Ketika ayah kawannya yang paling karib, Nur, pulang, dengan sejuta harap di dadanya, Dinda menarik lengan Nur. Mereka menjauh hingga ke bawah meunasah. Mereka menyepi seolah pembicaraan itu hanya untuk mereka berdua.

Dinda yakin sekali Nur tak akan menolak permintaannya. "Nur, boleh aku memeluk ayahmu?" tanya Dinda dengan gemetar.

Dan, Dinda takkan lupa mata Nur yang melotot ke arahnya.

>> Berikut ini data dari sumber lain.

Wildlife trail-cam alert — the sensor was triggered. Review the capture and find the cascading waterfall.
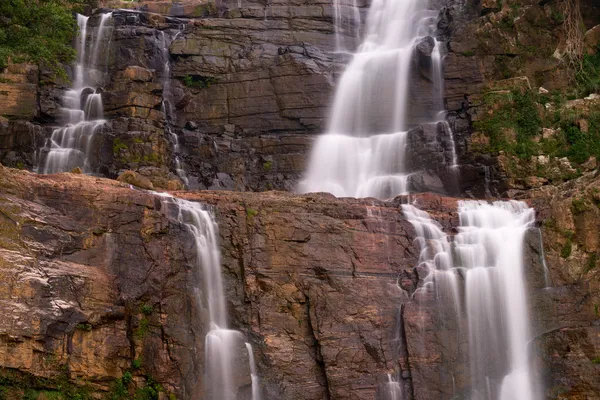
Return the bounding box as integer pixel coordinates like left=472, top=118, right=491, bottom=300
left=37, top=13, right=112, bottom=174
left=160, top=25, right=189, bottom=187
left=403, top=201, right=539, bottom=400
left=157, top=193, right=260, bottom=400
left=298, top=0, right=438, bottom=198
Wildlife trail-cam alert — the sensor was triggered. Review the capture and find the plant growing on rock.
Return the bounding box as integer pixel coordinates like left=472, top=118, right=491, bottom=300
left=0, top=0, right=85, bottom=74
left=182, top=75, right=217, bottom=89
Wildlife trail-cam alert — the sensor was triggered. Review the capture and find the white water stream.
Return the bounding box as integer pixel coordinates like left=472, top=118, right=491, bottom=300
left=298, top=0, right=441, bottom=198
left=403, top=201, right=539, bottom=400
left=37, top=13, right=112, bottom=174
left=157, top=193, right=260, bottom=400
left=160, top=25, right=189, bottom=187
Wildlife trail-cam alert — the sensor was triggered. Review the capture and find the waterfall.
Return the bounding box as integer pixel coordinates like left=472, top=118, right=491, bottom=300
left=160, top=25, right=189, bottom=187
left=403, top=201, right=539, bottom=400
left=36, top=13, right=112, bottom=174
left=156, top=193, right=260, bottom=400
left=298, top=0, right=438, bottom=198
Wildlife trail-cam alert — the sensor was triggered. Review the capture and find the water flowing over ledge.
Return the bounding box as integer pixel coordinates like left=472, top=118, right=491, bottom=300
left=157, top=193, right=260, bottom=400
left=297, top=0, right=456, bottom=198
left=37, top=13, right=112, bottom=174
left=402, top=201, right=541, bottom=400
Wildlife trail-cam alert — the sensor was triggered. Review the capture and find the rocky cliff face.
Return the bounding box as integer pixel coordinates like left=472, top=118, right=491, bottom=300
left=0, top=168, right=600, bottom=400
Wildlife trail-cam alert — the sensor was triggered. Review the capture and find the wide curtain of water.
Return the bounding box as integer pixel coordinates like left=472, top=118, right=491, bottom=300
left=298, top=0, right=441, bottom=198
left=403, top=201, right=539, bottom=400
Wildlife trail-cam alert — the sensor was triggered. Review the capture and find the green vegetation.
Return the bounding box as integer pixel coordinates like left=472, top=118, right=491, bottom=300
left=474, top=86, right=600, bottom=170
left=557, top=112, right=600, bottom=164
left=583, top=253, right=598, bottom=275
left=183, top=75, right=217, bottom=89
left=194, top=1, right=218, bottom=17
left=475, top=90, right=541, bottom=159
left=0, top=0, right=84, bottom=74
left=106, top=371, right=162, bottom=400
left=571, top=199, right=590, bottom=215
left=0, top=365, right=93, bottom=400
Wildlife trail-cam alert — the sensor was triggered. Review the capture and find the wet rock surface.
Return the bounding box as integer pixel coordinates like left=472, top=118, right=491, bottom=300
left=0, top=168, right=600, bottom=400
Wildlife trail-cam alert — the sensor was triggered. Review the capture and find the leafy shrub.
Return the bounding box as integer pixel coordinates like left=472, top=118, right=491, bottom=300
left=182, top=75, right=217, bottom=89
left=0, top=0, right=84, bottom=74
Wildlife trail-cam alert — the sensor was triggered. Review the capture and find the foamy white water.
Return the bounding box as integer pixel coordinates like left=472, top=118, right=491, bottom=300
left=403, top=201, right=539, bottom=400
left=37, top=13, right=112, bottom=174
left=298, top=0, right=437, bottom=198
left=156, top=193, right=261, bottom=400
left=160, top=25, right=189, bottom=187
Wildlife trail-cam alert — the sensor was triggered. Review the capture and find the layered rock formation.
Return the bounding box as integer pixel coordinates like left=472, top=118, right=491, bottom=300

Mata yang, dia tahu sekali, hanya Nur berikan untuk si Agam -- anak paling bandel di kampung yang sering mengganggu main mereka.

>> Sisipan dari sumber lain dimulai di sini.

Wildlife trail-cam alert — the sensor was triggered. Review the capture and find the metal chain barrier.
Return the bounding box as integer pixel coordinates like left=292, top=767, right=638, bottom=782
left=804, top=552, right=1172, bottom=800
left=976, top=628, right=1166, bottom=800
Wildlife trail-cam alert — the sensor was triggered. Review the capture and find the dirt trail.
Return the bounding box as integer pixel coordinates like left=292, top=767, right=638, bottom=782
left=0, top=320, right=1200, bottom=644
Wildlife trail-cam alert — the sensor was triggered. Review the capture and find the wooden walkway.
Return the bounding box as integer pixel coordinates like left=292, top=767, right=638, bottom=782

Tapi, Nur adalah sahabat terbaik yang Dinda miliki. Dinda tak paham mengapa Nur bersikap begitu.
"Nggak boleh. Dinda nggak boleh peluk ayahku. Itu ayahku! Bukan ayah Dinda!" kata Nur.

"Sekali saja, Nur...," kata Dinda dengan mata bercahaya. Seolah sengaja dia penjarakan bebintang di dalamnya.
"Nggak boleh! Itu ayahku. Bukan ayah Dinda!"
Jalan di depan meunasah riuh oleh suara anak-anak sebaya mereka yang girang berlarian.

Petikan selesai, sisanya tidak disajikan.